Les yeux luisants. Les jambes en coton. J'ai de la fièvre.
Ma nièce est venue. Est restée dans l'encadrement de la porte.
Je suis en quarantaine. Dans tous les sens du terme. Je ne l'embrasse pas. Le coeur y est.
Elle me tend une trousse de survie. De quoi manger. Des médicaments. Du sirop.
Dans mon peignoir, je lui adresse un piteux sourire. Je la remercie. " Je vous appelle... "
La porte refermée, je me poste à ma fenêtre. Adresser un salut à ma soeur restée sur la place.
Dans la voiture. Warnings. Elle m'aperçoit. Me fait signe à son tour. Je suis malade. Fébrile.
Une saloperie de saison. Venue éclore dans la nuit. Trop faible pour arriver chez le médecin.
Pas assez pour faire venir quelqu'un. Cela peut attendre. Je reconnais les symptômes.
Pas de quoi m'interroger. Ni paniquer. Il faut que ça passe. Et je me flanque sous la couette.
Avec cette morsure dans les reins. Comme si un camion avait roulé sur le bas de mon dos.
Avec ce plaisir délicieux de retrouver la chaleur du lit. Un espace hors-sol.
Où il n'y a plus d'efforts. Où je n'ai plus à lutter. Simplement à respirer.
Les muscles désintégrés. En poussière. Evaporés.
Je ne fume pas. La cigarette, anyway, a un goût étrange.
Même l'eau, désormais, a un goût étrange.
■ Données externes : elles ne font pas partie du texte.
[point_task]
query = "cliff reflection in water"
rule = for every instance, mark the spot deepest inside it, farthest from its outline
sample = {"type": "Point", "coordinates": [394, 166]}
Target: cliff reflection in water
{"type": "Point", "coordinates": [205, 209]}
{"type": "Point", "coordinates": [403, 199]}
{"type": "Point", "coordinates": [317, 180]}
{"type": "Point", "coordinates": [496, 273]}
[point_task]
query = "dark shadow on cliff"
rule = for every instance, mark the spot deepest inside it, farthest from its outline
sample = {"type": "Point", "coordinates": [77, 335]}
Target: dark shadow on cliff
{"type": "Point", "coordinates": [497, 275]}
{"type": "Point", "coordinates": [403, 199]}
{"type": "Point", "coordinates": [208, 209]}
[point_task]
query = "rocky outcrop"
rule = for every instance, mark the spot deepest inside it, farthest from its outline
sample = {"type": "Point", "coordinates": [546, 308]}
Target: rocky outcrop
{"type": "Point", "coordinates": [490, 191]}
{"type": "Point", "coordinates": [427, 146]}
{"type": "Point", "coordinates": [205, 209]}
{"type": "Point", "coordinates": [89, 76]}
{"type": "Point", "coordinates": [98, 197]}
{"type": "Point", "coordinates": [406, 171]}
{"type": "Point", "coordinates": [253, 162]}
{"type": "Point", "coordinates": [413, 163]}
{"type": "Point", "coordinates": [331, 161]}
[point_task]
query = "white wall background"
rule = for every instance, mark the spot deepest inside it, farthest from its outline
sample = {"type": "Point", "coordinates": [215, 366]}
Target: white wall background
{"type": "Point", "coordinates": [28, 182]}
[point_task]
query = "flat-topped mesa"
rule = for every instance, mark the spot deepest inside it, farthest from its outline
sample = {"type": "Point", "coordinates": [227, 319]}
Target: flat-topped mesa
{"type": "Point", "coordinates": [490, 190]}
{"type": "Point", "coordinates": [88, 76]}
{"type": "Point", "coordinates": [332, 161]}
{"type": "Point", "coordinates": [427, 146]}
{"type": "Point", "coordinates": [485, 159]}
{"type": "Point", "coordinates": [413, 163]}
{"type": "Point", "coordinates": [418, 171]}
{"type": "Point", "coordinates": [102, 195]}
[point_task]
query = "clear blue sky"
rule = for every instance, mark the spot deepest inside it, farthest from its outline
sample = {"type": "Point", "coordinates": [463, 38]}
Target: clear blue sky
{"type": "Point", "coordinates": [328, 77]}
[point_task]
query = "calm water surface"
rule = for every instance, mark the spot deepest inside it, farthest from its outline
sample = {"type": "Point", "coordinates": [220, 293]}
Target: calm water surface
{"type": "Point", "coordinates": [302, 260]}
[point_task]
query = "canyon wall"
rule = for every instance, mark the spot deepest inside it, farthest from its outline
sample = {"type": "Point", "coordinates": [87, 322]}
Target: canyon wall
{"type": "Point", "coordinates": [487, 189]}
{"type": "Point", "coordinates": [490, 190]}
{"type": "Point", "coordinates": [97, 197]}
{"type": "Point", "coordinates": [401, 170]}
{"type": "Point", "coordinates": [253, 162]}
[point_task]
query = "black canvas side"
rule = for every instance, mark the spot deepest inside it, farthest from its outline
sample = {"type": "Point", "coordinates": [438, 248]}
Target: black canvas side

Tout est dénaturé. Tout devient bizarre.
Même la caresse de l'oreiller. Du matelas. Sur mon corps. Roué de coups.
Vulnérable. Désincarné. Que je ramasse sous la couette. Ou que j'étire doucement.
Je me retourne. Et sous mes cheveux de paille. Je n'ai qu'à fermer les yeux.
La Turquie a intégré l'Europe Fédérale. Dont la capitale désormais, on le sait, est Athènes.
Fini l'éparpillement des institutions. Le Congrès, le gouvernement, la Cour Suprême...
Tout a trouvé sa place dans le Federal District. Comme il est dit dans la Constitution.
L'équilibre des pouvoirs. La sanction du citoyen par le vote. Une Europe démocratique.
S'il s'agissait bien sûr de rassurer la Grèce au moment de faire entrer Ankara dans l'Union,
ce n'était pas seulement une compensation, mais une logique géographique d'abord,
lorsque le centre d'inertie avait radicalement basculé à l'Est, quand la nouvelle frontière
était celle du Kurdistan réunifié, qui nous séparait à peine de l'Irak et de l'Iran.
Mais ce choix était aussi une évidence historique. Culturelle. Civilisationnelle.
Le nom même de notre continent étant hérité de la mythologie grecque. On s'en souvient.
Et l'adoption d'institutions enfin démocratiques, valait bien un hommage justifié à Athènes.
Moins tournée vers l'Amérique, avec qui les liens perdurent, ne serait-ce que militairement,
quand nous avons recyclé précisément son architecture fédérale, l'Europe embrasse l'Orient.
L'Atlantisme reste un acquis solide. Et Athènes peut s'ouvrir à l'Afrique du Nord comme à l'Est,
sans qu'on puisse la soupçonner de tourner le dos à Washington. Une pente naturelle.
Le coeur de l'Europe est la Méditerranée. Point de jonction de trois continents.
Et nos activités au Mass Bresson s'étaient inscrites dans des programmes fédéraux ambitieux
d'échanges avec Alger, Tripoli, Tunis, Alexandrie, Tel Aviv, Beyrouth ou Tartous.
Des expositions itinérantes faisaient escale à Chypre, en Crète, en Sicile comme aux Baléares.
Que nous ramenions à Port-Vendres, encadrées de petits remorqueurs et de bateaux-pompes
qui leur faisaient la fête, au son de Sardanes endiablées et de fanfares délirantes.
L'Art Roman du Roussillon avait fait le tour de la mer intérieure avant de rentrer à la maison.
Et les cloches de Notre-Dame de Bonne Nouvelle sonnaient à toute volée.